Polar Capital Global Financials Trust (PCGF) reported a 0.59% fall in net asset value return for the half year, although it managed to outperform its benchmark index.

The portfolio's benchmark, the MSCI World Financials Index (Total Return with dividends reinvested), returned -0.84% over the same period, PCGF said.

Since the company's inception in July 2013 the company has achieved a fully diluted NAV total return of 19.18% compared to the benchmark return of 17.71%, it added.

“During the six month period under review, your company has faced significant headwinds in global equity markets and volatile sentiment shifts, particularly towards financial stocks,” PCGF told shareholders.

“Our fund managers have navigated the portfolio carefully through this period, helped by good stock selection. The price of our ordinary shares closed the period at 97.75p, a decline of 6.0% since the end of the last financial year on 30 November 2015."

"The company's share price total return (at -4.51%) lagged the portfolio's net asset value performance as the share price discount widened from 6.7% to 10.5% at the end of the period."

The company has declared an interim dividend of 1.95p per share, an increase of 5.4% over last year.

“The first half of the period under review was a difficult one for financial stocks. Fears of weakening growth, falling energy prices, negative interest rates and the announcement of a referendum on Britain's membership of the EU combined to present a perfect storm for financial companies,” PCGF said.

“At the time of writing in the immediate aftermath of the referendum, the impact of market volatility on the portfolio's NAV has been modest, particularly when compared to the sharply negative share price performance of UK banks.
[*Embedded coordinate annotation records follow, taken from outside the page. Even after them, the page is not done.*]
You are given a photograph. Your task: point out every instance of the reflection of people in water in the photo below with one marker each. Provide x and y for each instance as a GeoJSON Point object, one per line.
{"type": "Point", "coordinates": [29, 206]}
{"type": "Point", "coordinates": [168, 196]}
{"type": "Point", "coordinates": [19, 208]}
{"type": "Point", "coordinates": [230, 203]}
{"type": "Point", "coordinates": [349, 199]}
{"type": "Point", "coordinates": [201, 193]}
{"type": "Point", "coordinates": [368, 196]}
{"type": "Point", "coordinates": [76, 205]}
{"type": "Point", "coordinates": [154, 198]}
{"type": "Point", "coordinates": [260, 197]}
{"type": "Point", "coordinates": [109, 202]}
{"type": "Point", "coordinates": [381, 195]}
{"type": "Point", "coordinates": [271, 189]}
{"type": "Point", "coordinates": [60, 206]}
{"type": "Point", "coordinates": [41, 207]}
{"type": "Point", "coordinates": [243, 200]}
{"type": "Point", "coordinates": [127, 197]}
Relative to benchmark, there has been a more significant negative impact given the portfolio's underweight exposure to US financials and its overweight exposure to challenger banks in the UK.”

"Although the political and economic uncertainty that followed the Brexit vote is unlikely to fade quickly, it is worth noting that the market volatility that is likely to continue well into the rest of the year is a reaction on this occasion to a political and not a financial crisis."